Hello,
It has been a while I am investigating an error I have when trying to implement the reg:tweedie objective myself as a custom objective function in Python and I couldn’t find the solution, neither in other topics, neither in the source code of the library.
The issue I encounter is that my results are terrible with the custom implementation on my dataset but are good on the same dataset with the built-in implementation.
My custom implementation is the following (forcing rho = tweedie_variance_power at 1.5):
def custom_tweedie_grad(
y_true: np.ndarray,
y_pred: np.ndarray,
) -> np.ndarray:
a = -y_true * np.exp((1.0 - 1.5) * y_pred)
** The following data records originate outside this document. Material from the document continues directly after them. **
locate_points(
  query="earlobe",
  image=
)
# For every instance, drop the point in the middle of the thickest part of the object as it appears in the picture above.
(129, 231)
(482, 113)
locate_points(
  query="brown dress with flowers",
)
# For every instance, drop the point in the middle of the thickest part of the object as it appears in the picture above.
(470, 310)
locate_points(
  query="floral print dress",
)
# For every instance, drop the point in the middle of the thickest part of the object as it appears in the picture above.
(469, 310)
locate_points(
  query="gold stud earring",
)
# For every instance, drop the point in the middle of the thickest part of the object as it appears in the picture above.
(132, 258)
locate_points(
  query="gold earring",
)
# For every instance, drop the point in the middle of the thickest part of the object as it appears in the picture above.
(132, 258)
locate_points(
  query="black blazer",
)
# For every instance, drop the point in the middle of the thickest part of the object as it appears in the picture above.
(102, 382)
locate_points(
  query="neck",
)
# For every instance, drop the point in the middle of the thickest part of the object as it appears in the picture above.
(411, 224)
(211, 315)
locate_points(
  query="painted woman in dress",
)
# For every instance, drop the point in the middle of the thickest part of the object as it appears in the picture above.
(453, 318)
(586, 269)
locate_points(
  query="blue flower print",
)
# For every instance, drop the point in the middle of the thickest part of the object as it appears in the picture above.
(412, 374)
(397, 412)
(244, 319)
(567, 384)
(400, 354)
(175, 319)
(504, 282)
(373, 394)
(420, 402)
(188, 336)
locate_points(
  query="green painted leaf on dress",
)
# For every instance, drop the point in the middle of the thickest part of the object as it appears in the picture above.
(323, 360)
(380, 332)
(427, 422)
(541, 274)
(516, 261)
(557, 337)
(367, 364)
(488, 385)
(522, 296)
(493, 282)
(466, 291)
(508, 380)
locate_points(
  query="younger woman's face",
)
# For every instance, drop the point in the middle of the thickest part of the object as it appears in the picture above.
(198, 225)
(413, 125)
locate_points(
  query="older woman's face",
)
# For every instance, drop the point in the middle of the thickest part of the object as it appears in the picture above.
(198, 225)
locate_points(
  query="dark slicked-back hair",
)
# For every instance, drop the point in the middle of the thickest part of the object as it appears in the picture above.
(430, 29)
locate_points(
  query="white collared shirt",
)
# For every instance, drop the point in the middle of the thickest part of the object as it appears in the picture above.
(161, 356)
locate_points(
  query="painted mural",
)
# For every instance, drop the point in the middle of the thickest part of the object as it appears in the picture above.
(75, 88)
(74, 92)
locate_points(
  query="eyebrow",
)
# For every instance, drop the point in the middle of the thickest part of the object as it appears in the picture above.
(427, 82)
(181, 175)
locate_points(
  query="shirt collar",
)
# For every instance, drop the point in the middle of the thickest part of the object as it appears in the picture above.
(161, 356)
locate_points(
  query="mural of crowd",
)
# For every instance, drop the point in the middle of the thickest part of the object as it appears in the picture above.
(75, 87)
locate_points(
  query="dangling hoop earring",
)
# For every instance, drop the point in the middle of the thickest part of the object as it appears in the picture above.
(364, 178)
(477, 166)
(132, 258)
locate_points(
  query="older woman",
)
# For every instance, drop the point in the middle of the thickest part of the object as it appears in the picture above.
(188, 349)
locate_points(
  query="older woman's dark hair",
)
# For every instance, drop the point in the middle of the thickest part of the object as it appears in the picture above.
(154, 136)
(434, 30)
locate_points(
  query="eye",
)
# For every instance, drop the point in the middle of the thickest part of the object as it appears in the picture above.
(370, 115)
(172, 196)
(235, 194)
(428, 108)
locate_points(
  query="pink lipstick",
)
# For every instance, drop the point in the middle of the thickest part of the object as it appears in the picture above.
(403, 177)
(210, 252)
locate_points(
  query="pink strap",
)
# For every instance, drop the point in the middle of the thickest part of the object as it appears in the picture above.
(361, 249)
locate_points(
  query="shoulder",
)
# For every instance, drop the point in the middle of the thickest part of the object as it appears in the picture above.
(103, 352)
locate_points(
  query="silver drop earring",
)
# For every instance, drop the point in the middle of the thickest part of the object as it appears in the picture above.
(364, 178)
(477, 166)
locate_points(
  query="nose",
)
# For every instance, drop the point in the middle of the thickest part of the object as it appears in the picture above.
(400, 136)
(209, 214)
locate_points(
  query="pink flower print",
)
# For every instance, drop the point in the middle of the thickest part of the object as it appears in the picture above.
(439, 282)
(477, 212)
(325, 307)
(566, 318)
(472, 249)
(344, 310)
b = np.exp((2.0 - 1.5) * y_pred)
grad = a + b
return grad
def custom_tweedie_hessian(
y_true: np.ndarray,
y_pred: np.ndarray,
) -> np.ndarray:
a = -y_true * (1.0 - 1.5) * np.exp((1.0 - 1.5) * y_pred)
b = (2.0 - 1.5) * np.exp((2.0 - 1.5) * y_pred)
hess = a + b
return hess
def custom_tweedie_objective(
y_true: np.ndarray,
y_pred: np.ndarray,
):
return (
custom_tweedie_grad(y_true, y_pred),
custom_tweedie_hessian(y_true, y_pred),
)
I then create a regressor with this custom objective function and call the fit method like this:
self.xgb_model = xgb.XGBRegressor(
booster=self.booster,
validate_parameters=self.validate_parameters,
learning_rate=self.learning_rate,
n_estimators=self.n_estimators,
seed=self.seed,
subsample=self.subsample,
colsample_bytree=self.colsample_bytree,
objective=custom_tweedie_objective,
eval_metric="tweedie-nloglik@1.5",
min_child_weight=self.min_child_weight,
max_depth=self.max_depth,
reg_lambda=self.reg_lambda,
n_jobs=self.n_jobs
)
x_train = self.data["train"]["X"]
y_train = self.data["train"]["y"]
self.xgb_model.fit(x_train, y_train)
The results I obtain on my dataset are the following (using a custom evaluation method):
{'test_mse': 7578884.044259707,
'test_r_squared': -0.12819942553491792,
'train_mse': 6836209.780847064,
'train_r_squared': -0.13481724642997617}
When learning another regressor with the exact same parameters, dataset and evaluation method but using the built-in tweedie objective, the results are the following:
{'test_mse': 4243417.3363827625,
'test_r_squared': 0.3683211178249963,
'train_mse': 2994838.0419956953,
'train_r_squared': 0.5028540712950178}
Does someone know what could be wrong with my implementation ? It is supposed to be the same as the one in the source code as my implementation is based on it.
Thank you very much for your help